In the present invention, the highly water-absorbent resin powder in the mixed layer absorbs and retains condensed water generated on the surface of the fin. Further, the ceramic powder having excellent far-infrared radiation characteristics selectively emits far-infrared rays, and emits far-infrared rays to the highly water-absorbent resin powder or the adhesive to exert a bactericidal action. The adhesive is for fixing the highly water-absorbent resin powder or the ceramic powder having excellent far-infrared radiation characteristics to the surface of the fin material body.

【Example】

Example Acrylic acid-acrylic acid ester copolymer (manufactured by NOF CORPORATION, trade name MODEL PEARL) 100 g in 500 g of Cellosolve
Water-absorbent resin powder (Sumitomo Chemical Co., Ltd., trade name Sumikagel) 50 g consisting of a cross-linked product of poly (acrylic acid) and poly (acrylic acid), and a ceramic powder (65 parts by weight zircon, 15 parts by weight titanium dioxide) having excellent far-infrared radiation characteristics.
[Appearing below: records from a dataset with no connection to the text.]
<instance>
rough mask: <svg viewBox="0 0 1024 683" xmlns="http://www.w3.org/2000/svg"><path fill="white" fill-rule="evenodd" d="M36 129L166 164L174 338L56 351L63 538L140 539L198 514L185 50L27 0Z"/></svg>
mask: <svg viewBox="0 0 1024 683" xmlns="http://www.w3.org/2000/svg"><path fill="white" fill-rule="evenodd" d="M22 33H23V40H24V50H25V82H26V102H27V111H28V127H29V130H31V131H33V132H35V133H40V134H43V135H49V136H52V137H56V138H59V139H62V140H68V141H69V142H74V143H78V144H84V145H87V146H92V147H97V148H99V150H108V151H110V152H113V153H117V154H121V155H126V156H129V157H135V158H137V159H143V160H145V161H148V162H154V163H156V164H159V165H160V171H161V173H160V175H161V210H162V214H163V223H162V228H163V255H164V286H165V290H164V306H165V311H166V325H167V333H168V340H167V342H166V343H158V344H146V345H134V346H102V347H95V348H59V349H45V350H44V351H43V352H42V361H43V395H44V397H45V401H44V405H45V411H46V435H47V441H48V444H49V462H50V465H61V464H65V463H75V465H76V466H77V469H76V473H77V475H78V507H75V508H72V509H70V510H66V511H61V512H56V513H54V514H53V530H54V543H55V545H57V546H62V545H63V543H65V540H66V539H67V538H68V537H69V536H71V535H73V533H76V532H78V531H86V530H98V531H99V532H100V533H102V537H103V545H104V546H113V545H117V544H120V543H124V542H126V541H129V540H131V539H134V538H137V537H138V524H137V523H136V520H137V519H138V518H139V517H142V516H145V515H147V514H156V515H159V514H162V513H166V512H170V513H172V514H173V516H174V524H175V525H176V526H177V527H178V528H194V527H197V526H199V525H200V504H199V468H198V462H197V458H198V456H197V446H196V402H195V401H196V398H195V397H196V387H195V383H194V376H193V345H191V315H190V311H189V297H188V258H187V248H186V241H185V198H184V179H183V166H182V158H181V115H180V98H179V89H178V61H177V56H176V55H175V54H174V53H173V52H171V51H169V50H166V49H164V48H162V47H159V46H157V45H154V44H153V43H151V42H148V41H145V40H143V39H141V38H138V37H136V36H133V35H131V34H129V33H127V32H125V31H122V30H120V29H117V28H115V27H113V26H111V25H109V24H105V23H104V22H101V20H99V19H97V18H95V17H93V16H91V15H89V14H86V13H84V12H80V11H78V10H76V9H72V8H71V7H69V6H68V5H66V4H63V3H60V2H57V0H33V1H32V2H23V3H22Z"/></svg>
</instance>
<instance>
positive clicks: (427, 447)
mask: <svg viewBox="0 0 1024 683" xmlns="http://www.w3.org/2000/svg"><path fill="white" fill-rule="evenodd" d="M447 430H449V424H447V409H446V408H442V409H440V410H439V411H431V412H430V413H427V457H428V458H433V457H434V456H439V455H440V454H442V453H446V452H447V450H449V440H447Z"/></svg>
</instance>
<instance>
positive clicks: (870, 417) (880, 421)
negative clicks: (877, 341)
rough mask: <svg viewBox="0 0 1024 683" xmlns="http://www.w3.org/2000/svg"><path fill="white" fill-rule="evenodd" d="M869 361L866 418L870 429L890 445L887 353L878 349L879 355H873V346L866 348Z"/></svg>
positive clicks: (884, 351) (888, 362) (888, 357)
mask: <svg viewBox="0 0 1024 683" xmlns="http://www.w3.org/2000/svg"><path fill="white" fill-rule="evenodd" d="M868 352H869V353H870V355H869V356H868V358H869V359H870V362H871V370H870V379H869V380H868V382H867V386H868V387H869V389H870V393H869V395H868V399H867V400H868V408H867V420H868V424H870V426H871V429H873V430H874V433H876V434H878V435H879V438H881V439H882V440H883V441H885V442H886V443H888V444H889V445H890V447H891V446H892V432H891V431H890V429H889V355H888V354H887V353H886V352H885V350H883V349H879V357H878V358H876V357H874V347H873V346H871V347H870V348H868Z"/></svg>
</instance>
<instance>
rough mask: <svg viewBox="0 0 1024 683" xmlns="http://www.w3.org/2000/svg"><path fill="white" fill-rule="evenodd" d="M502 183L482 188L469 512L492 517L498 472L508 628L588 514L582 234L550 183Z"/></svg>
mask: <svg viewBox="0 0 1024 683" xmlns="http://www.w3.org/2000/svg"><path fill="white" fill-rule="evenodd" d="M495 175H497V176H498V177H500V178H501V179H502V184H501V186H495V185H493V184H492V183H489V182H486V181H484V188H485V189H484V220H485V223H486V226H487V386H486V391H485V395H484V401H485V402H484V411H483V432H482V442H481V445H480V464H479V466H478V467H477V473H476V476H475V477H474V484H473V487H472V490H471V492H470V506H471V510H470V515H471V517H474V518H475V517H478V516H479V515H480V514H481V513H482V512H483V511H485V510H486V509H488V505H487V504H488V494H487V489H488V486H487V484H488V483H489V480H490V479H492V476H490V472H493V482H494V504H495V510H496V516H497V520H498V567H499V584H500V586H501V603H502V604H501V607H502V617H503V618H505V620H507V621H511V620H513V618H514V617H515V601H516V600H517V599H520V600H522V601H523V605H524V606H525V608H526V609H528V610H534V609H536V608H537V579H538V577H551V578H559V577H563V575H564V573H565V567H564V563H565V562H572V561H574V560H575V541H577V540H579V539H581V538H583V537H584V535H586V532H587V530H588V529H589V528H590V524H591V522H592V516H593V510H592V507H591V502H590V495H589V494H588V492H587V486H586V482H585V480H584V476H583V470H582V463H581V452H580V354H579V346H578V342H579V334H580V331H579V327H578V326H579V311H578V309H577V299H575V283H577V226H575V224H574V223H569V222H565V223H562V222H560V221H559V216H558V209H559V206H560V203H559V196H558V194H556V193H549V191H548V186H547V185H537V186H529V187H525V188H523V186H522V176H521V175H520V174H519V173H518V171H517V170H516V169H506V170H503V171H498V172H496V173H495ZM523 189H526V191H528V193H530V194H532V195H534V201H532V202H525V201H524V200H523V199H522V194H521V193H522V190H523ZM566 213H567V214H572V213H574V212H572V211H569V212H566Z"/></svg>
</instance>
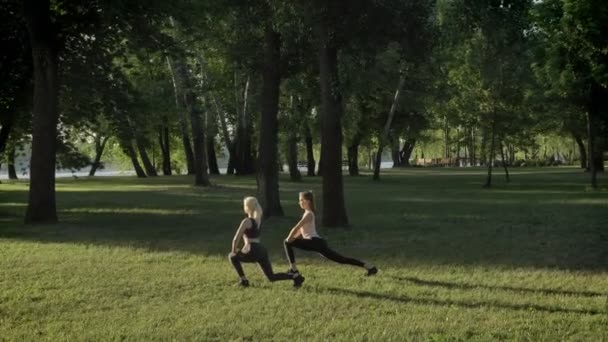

Ceramics obtained by mixing 13 parts by weight of manganese, 5 parts by weight of ferric oxide, and 2 parts by weight of chromium oxide and firing, with a particle size of 0.1 μ) of 15 g, and stirring to obtain a dispersion liquid. It was This dispersion has a thickness of 0.13
mm, the size was 200 mm x 300 mm, and applied to a fin material body made of an aluminum thin plate and dried to form a mixed layer of an adhesive, a highly water-absorbent resin powder, and a ceramic powder having excellent far-infrared radiation characteristics. The thickness of the mixed layer was 0.05 mm. This fin material was perforated in a predetermined manner and attached as a fin of a heat exchanger. As a result, no water appeared on the surface of the fin, and the condensed water was absorbed and retained in the superabsorbent resin powder of the mixed layer. Further, even after 6 months, no mold was generated on the surface of the fin, and no insects such as mites were observed. Comparative Example Fins were obtained in exactly the same manner as in Example except that ceramic powder having excellent far-infrared radiation characteristics was not used. No water appeared on the surface of this fin, and the condensed water was absorbed and retained in the superabsorbent resin powder of the mixed layer, but after the lapse of 6 months, generation of black mold was observed on the surface of the fin. .

As described above, the fin material for a heat exchanger according to the present invention absorbs and retains the condensed water in the surface layer (mixing layer) without retaining the condensed water on the surface thereof. Therefore, it is possible to prevent the air passage between the fins from being narrowed due to the influence of the condensed water to reduce the amount of ventilation and to generate noise. Furthermore, since the condensed water can be prevented from scattering in the ventilation direction, it is possible to prevent the cooling device and the house from being soiled. Since the ceramic powder emits far infrared rays to the super absorbent polymer powder and the adhesive, the sterilizing action of the far infrared rays can prevent the super absorbent polymer powder from generating molds and mites. it can. Therefore, by using the fin material for a heat exchanger according to the present invention, it is possible to eliminate the adverse effect of condensed water generated on the surface of the fin and to keep the cooling device and the house clean.

Claims (1)

(57) [Claims] 1. A fin material for a heat exchanger, characterized in that a mixed layer of an adhesive, a highly water-absorbent resin powder, and a ceramic powder having excellent far-infrared radiation characteristics is formed on the surface of the fin material main body.